Argumentei que esse ponto de comunhão nem sempre é possível nas relações. Concessões precisam de limites para não se tornarem abusivas. Algumas pessoas não entendem isto. A boa anciã ponderou: “Quando um dos envolvidos prioriza o sucesso de superfície em detrimento ao de profundidade, movido por sentimentos que não consegue entender ou não deseja modificar, agirá movido por intenções ilegítimas ou impulsos desprovidos de qualquer virtude. Por desconhecer o inestimável valor da riqueza desamoedada e da verdade desapegada de obrigatoriedade, qualquer que seja o resultado, fará de si um perdedor, sem que ninguém o tenha empurrado para a derrota”. Olhou para a imagem do santo guerreiro no altar, como se buscasse inspiração, e comentou: “Pode-se partir para o mau conflito ou escolher o bom combate. Vencer o outro ou a si mesmo. O genuíno amor ao mundo exige desapego às coisas do mundo. A cada escolha definimos o tipo de sucesso que procuramos e, por consequência, o destino que nos aguarda”.

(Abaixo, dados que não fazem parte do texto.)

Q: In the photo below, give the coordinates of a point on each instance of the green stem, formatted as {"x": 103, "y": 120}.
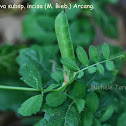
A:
{"x": 121, "y": 56}
{"x": 17, "y": 88}
{"x": 65, "y": 85}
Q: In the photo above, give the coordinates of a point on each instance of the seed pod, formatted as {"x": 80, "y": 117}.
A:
{"x": 64, "y": 39}
{"x": 92, "y": 102}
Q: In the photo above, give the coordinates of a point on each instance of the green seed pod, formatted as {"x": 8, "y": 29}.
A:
{"x": 96, "y": 122}
{"x": 64, "y": 39}
{"x": 92, "y": 102}
{"x": 107, "y": 113}
{"x": 87, "y": 118}
{"x": 122, "y": 120}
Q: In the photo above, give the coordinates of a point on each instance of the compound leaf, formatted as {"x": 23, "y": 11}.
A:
{"x": 65, "y": 115}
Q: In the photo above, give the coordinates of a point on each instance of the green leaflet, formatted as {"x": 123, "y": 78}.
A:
{"x": 78, "y": 90}
{"x": 96, "y": 122}
{"x": 92, "y": 98}
{"x": 65, "y": 115}
{"x": 55, "y": 99}
{"x": 92, "y": 70}
{"x": 80, "y": 75}
{"x": 31, "y": 76}
{"x": 80, "y": 104}
{"x": 100, "y": 68}
{"x": 93, "y": 53}
{"x": 69, "y": 63}
{"x": 109, "y": 65}
{"x": 87, "y": 118}
{"x": 105, "y": 51}
{"x": 57, "y": 76}
{"x": 31, "y": 106}
{"x": 82, "y": 55}
{"x": 122, "y": 120}
{"x": 107, "y": 113}
{"x": 52, "y": 86}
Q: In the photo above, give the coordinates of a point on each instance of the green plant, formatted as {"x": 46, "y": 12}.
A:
{"x": 69, "y": 102}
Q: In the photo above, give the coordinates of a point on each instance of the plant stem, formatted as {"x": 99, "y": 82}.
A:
{"x": 120, "y": 56}
{"x": 65, "y": 85}
{"x": 17, "y": 88}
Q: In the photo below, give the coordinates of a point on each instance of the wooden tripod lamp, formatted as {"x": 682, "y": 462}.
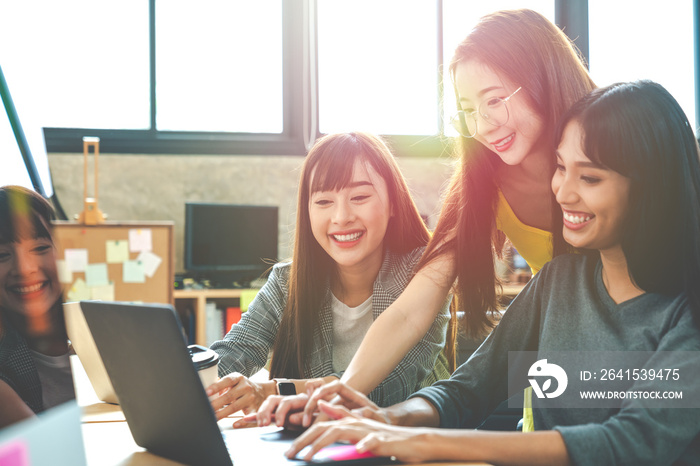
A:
{"x": 91, "y": 214}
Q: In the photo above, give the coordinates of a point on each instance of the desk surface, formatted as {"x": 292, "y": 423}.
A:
{"x": 108, "y": 440}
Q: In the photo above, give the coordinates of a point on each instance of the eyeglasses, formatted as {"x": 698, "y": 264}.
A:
{"x": 493, "y": 111}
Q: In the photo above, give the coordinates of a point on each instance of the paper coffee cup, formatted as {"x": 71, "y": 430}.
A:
{"x": 206, "y": 361}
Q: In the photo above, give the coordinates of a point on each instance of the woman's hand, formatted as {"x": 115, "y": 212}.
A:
{"x": 284, "y": 411}
{"x": 238, "y": 393}
{"x": 406, "y": 444}
{"x": 341, "y": 394}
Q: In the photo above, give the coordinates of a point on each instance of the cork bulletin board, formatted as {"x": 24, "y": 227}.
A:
{"x": 124, "y": 261}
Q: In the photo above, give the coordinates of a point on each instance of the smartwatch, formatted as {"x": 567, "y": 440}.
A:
{"x": 286, "y": 387}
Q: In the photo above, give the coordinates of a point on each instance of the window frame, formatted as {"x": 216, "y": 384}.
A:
{"x": 300, "y": 101}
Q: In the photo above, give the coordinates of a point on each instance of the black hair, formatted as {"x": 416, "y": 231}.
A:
{"x": 640, "y": 131}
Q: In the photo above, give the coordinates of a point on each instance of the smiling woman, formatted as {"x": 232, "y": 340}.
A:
{"x": 627, "y": 182}
{"x": 358, "y": 237}
{"x": 33, "y": 344}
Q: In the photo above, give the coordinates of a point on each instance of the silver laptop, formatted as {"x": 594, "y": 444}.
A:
{"x": 84, "y": 346}
{"x": 52, "y": 437}
{"x": 144, "y": 351}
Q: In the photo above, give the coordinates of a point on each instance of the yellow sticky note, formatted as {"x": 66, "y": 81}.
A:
{"x": 78, "y": 291}
{"x": 117, "y": 251}
{"x": 103, "y": 292}
{"x": 133, "y": 272}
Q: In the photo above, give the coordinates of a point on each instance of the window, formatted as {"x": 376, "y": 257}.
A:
{"x": 655, "y": 42}
{"x": 208, "y": 77}
{"x": 378, "y": 72}
{"x": 269, "y": 76}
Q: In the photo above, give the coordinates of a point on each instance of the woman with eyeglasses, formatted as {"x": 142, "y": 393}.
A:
{"x": 627, "y": 307}
{"x": 514, "y": 75}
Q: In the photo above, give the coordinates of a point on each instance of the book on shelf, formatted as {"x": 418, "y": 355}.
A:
{"x": 214, "y": 322}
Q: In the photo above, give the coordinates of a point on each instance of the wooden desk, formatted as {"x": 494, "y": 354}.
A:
{"x": 108, "y": 440}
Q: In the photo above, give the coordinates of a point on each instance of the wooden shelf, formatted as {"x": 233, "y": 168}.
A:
{"x": 200, "y": 298}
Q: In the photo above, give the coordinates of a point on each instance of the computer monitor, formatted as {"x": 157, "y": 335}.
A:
{"x": 229, "y": 245}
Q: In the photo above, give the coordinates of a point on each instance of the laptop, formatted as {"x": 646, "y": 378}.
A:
{"x": 52, "y": 437}
{"x": 84, "y": 346}
{"x": 145, "y": 353}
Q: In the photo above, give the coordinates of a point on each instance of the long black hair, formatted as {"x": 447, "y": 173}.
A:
{"x": 640, "y": 131}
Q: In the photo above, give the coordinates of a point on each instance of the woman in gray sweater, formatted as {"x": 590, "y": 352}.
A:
{"x": 628, "y": 184}
{"x": 358, "y": 237}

Mais uma vez, a boa anciã tinha razão. A minha editora não era só minha. O novo sócio era um bom homem, repleto de virtudes e tinha encontrado excelentes soluções para problemas sérios. Apenas tinha um olhar diferente do meu em alguns aspectos empresariais. Algo natural e não necessariamente ruim. Eu necessitava dialogar comigo mesmo para entender a fronteira entre o inadmissível e a implicância, entre a intolerância e o respeito, entre o orgulho e a humildade. Precisava entender se o problema estava em mim, nele ou em ambos. Depois, o convidaria para uma conversa franca, porém, gentil. Algo em mim me dizia que encontraríamos o ponto de luz: um lugar no coração onde poderíamos conviver bem e em paz, apesar das inevitáveis diferenças. Apenas pensei, sem nada dizer à tia Francisca.

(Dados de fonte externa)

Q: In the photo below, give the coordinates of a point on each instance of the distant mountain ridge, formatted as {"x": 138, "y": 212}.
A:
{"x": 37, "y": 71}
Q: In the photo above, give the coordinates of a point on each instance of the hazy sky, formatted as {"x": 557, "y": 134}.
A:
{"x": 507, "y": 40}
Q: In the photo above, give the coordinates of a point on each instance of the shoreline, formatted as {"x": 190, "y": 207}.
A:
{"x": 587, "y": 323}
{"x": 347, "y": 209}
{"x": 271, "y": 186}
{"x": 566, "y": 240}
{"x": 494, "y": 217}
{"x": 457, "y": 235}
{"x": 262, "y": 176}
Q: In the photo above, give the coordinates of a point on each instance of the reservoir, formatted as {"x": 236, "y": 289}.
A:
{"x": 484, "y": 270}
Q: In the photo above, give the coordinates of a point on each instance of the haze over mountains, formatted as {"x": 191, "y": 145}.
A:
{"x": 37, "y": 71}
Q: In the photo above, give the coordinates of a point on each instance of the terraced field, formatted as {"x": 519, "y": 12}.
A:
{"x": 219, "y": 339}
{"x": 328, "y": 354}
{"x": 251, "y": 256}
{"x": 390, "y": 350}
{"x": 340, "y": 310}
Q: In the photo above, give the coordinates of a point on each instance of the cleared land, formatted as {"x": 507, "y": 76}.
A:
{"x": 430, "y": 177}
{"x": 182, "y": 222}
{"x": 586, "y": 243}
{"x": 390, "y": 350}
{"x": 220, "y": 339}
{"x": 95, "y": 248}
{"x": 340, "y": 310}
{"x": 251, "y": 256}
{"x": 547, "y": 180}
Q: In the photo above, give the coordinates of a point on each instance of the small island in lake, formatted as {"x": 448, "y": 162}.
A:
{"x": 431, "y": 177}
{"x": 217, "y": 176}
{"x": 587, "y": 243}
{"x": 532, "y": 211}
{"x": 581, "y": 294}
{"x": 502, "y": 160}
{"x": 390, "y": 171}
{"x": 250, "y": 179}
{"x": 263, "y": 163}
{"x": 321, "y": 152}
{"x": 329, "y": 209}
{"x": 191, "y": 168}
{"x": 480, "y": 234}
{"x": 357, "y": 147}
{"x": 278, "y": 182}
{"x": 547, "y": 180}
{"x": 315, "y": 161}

A benzedeira sorriu e, como se adivinhasse os meus pensamentos, me pediu um abraço. Ela queria ouvir o meu coração apenas para confirmar o que já sabia. Em seguida, disse: “A vaidade concede a ilusão do sucesso. Por isto é tão difícil vencê-la. Entre outras características, a vaidade se manifesta no desejo exacerbado de ter razão sobre todas as coisas e assuntos. Uma tentativa inútil de preencher um vazio existencial que continuará a distorcer comportamentos e escolhas enquanto não for compreendido. Seguirá acreditando que os aplausos, a subserviência e as reverências suprirão a falta de algo que, por mais que procure, jamais encontrará no mundo. O que preenche o vazio interior é o entendimento cada vez mais apurado sobre si mesmo envolvido em bons sentimentos. Nada mais servirá”.

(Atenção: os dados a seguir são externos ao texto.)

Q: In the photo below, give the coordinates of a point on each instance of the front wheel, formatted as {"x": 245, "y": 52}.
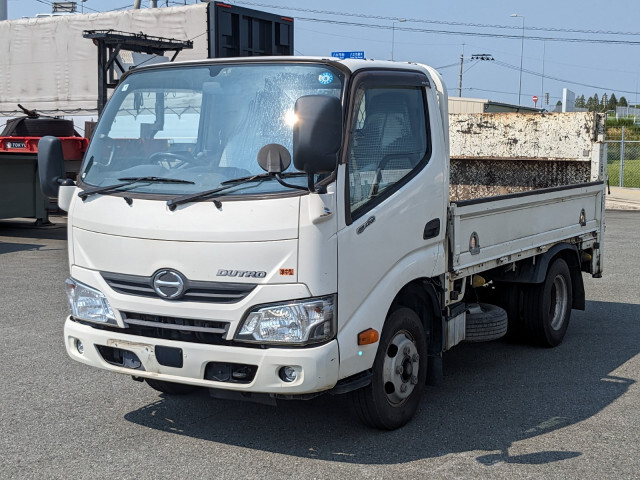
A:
{"x": 547, "y": 307}
{"x": 399, "y": 374}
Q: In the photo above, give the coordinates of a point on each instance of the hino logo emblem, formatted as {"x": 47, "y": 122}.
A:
{"x": 168, "y": 284}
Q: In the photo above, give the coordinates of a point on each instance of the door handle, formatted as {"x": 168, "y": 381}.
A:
{"x": 431, "y": 229}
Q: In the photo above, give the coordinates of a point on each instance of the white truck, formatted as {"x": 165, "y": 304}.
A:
{"x": 199, "y": 258}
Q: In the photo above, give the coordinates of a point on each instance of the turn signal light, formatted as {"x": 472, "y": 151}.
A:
{"x": 368, "y": 337}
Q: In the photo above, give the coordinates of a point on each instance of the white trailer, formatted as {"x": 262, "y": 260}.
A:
{"x": 199, "y": 258}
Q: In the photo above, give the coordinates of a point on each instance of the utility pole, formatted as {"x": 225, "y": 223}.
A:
{"x": 460, "y": 77}
{"x": 521, "y": 54}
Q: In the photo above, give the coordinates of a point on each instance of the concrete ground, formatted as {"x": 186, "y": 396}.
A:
{"x": 623, "y": 198}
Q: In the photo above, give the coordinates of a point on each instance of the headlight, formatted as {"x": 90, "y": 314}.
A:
{"x": 297, "y": 322}
{"x": 88, "y": 304}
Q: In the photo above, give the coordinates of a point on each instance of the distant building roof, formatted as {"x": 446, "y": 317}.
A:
{"x": 484, "y": 105}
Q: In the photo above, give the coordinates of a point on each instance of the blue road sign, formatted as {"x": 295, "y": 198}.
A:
{"x": 343, "y": 55}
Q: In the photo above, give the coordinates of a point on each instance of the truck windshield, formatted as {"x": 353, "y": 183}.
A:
{"x": 202, "y": 125}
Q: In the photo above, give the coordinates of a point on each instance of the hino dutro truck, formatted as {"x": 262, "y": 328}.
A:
{"x": 282, "y": 227}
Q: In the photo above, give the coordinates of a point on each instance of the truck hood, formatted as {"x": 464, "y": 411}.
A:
{"x": 252, "y": 241}
{"x": 236, "y": 221}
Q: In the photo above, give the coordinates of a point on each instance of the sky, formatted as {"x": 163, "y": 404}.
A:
{"x": 584, "y": 45}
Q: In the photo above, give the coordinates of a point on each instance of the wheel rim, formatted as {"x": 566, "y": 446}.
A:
{"x": 559, "y": 302}
{"x": 400, "y": 370}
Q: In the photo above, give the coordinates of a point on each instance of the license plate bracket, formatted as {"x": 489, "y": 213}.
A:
{"x": 169, "y": 356}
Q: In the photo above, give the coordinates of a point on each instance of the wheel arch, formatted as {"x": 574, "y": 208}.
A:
{"x": 424, "y": 297}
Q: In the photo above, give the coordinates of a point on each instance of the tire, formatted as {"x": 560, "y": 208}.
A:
{"x": 547, "y": 306}
{"x": 485, "y": 323}
{"x": 399, "y": 374}
{"x": 171, "y": 388}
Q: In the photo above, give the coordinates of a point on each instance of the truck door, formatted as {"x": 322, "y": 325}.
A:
{"x": 392, "y": 222}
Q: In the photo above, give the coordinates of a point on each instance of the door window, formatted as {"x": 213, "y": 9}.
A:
{"x": 388, "y": 142}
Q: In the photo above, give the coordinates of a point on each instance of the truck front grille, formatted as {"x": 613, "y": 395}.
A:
{"x": 174, "y": 328}
{"x": 195, "y": 291}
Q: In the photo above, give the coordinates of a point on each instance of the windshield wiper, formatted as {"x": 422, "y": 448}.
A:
{"x": 129, "y": 181}
{"x": 228, "y": 184}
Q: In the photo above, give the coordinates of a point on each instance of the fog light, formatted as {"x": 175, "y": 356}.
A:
{"x": 288, "y": 374}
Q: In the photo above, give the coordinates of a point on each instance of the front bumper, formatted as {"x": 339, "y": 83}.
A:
{"x": 318, "y": 366}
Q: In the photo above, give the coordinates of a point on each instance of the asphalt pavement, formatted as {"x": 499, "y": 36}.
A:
{"x": 504, "y": 410}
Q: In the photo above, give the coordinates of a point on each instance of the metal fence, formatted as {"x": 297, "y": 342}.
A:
{"x": 623, "y": 163}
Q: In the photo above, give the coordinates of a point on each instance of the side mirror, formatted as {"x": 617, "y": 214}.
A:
{"x": 317, "y": 133}
{"x": 50, "y": 165}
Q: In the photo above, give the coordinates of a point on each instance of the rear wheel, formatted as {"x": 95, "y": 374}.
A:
{"x": 547, "y": 306}
{"x": 170, "y": 387}
{"x": 399, "y": 374}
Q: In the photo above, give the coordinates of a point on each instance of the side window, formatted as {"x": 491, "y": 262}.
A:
{"x": 388, "y": 141}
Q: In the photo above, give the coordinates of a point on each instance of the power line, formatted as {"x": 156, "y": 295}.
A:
{"x": 437, "y": 22}
{"x": 473, "y": 34}
{"x": 557, "y": 79}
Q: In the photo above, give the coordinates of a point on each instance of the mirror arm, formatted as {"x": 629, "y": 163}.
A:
{"x": 66, "y": 182}
{"x": 285, "y": 184}
{"x": 310, "y": 182}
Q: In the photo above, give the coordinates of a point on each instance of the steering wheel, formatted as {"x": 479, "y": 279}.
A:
{"x": 171, "y": 160}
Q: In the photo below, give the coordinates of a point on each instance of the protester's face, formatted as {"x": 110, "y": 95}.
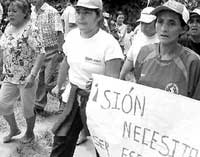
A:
{"x": 120, "y": 19}
{"x": 194, "y": 24}
{"x": 87, "y": 19}
{"x": 148, "y": 28}
{"x": 36, "y": 2}
{"x": 168, "y": 27}
{"x": 129, "y": 28}
{"x": 15, "y": 15}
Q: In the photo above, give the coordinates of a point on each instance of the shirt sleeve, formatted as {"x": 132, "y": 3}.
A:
{"x": 58, "y": 22}
{"x": 113, "y": 50}
{"x": 194, "y": 80}
{"x": 35, "y": 40}
{"x": 72, "y": 15}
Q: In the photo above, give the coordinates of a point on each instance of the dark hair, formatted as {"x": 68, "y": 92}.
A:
{"x": 24, "y": 5}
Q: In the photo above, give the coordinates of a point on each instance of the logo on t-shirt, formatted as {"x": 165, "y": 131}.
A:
{"x": 172, "y": 87}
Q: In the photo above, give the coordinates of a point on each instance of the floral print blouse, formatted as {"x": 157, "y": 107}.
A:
{"x": 20, "y": 52}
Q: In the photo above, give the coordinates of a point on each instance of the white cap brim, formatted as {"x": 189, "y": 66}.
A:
{"x": 146, "y": 18}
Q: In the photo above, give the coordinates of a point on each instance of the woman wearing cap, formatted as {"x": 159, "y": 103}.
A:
{"x": 192, "y": 38}
{"x": 167, "y": 65}
{"x": 145, "y": 35}
{"x": 88, "y": 50}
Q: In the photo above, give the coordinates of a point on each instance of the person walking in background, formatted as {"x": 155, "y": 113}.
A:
{"x": 192, "y": 38}
{"x": 121, "y": 29}
{"x": 144, "y": 36}
{"x": 48, "y": 20}
{"x": 23, "y": 56}
{"x": 68, "y": 18}
{"x": 88, "y": 50}
{"x": 167, "y": 65}
{"x": 128, "y": 38}
{"x": 1, "y": 11}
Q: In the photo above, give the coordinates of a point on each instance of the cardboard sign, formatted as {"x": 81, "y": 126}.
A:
{"x": 130, "y": 120}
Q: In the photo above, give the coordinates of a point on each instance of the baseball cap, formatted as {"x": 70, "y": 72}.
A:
{"x": 106, "y": 15}
{"x": 174, "y": 6}
{"x": 91, "y": 4}
{"x": 195, "y": 12}
{"x": 146, "y": 15}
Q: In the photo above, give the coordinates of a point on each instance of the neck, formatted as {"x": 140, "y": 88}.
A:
{"x": 196, "y": 38}
{"x": 18, "y": 26}
{"x": 90, "y": 33}
{"x": 168, "y": 51}
{"x": 38, "y": 6}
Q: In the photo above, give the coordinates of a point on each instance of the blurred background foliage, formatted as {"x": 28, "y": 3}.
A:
{"x": 131, "y": 8}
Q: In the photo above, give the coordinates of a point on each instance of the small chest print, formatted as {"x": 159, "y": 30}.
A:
{"x": 92, "y": 60}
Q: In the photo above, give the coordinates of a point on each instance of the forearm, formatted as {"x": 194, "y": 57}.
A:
{"x": 113, "y": 67}
{"x": 127, "y": 66}
{"x": 63, "y": 73}
{"x": 38, "y": 63}
{"x": 60, "y": 40}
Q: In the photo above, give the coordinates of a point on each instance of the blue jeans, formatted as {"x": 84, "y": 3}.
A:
{"x": 47, "y": 80}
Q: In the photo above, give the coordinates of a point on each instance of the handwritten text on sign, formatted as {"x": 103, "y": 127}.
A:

Segurou nas minhas mãos com ternura e finalizou a conversa: “O genuíno poder está na riqueza dos elementos construtores da consciência. Quando os descobrir e os trouxer à tona da vida em forma de virtudes no trato consigo mesmo e com toda gente, terá acesso à magia pessoal. Um jeito de atravessar os dias com autenticidade e originalidade, mas também com leveza e suavidade. Em outras palavras, sem abdicar dos seus valores e direções, conseguirá se mover sem conflitos, mágoas, culpas ou medo. Ainda que menosprezados ou incompreendidos, apenas esses conhecerão o sucesso”.
A reza terminara. Agradeci o benzimento com um beijo estalado na bochecha da tia Francisca e fui embora. Como as demais, aquela visita me fizera muito bem. Eu saí dali levando comigo o encanto de encontrar alegria e beleza onde antes só havia agonia e tristeza. Além de duas certezas. Uma, é que quando o conflito é iminente, significa que quase sempre há uma rota disponível ainda não percebida. É o caminho para o sucesso, ou, se preferirem, a rota da luz. Se sucesso e luz não estiverem alinhados, a estrada está errada. A outra certeza, é que eu precisava voltar mais amiúde a Madureira.